Advice For Alienated Parents During The Holidays – 5 Empowering Tips
I cannot promise you that a miracle will occur with your children this holiday season. What I can do is urge you to have a positive impact on your children’s lives in a different way. Even though the holidays are really difficult for you, remember you are a survivor and you can survive this time of year
Here are 5 tips to survive the holiday season as an “Alienated Parent”.
1. Put Your Children First
If the alienating parent is making it extremely difficult for you to see your children, make sure you do your job of keeping them out of the middle. Put your kids first. As hard as it is, refrain from placing them in the place to choose between you and the alienator.

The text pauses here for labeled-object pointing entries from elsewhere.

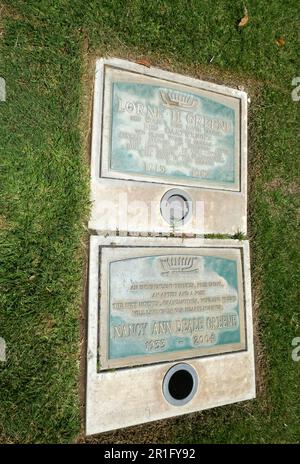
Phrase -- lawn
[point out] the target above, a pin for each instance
(47, 53)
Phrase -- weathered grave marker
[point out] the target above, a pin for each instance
(170, 328)
(170, 319)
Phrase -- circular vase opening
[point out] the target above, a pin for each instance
(176, 207)
(180, 384)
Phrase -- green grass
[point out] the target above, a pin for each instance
(44, 197)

2. Focus on the Time You Have
Do not get caught up on how much time you have with your children. Focus on the quality of time you will spend together. Find a way to make your time meaningful and special.
3. Be Flexible
Compromise with the alienator. Yes, you heard me. If you cannot manage to arrange to see your children on the exact holiday date, celebrate a day later. Believe me, the exact date is probably more important to you than your kids. This also creates a special day for all of you.
4. Take Care of Yourself
This is extremely important or else you will find yourself curled up in a ball crying through the holiday season. This helps no one; especially you. Get enough sleep, exercise and keep busy. Spend time family and friends if you cannot be with your kids. Be kind to yourself.
5. Keep Trying
If you cannot see your kids during the holidays, do not give up trying to reach out. Send gifts or a card. Do not let your anger and disappointment hold you back from contact. In the card write, “I am thinking about you this holiday season and hoping that we can see each other next holiday.” Do not write a card that says, “I am very disappointed that you did not come to see me this year.”
Remember during this holiday season to reach out to your kids even if they say, “I hate you.” Most of the time, they are just repeating what they are being told. Please try to find some comfort in knowing that you are doing everything in your power to reunite with your kids.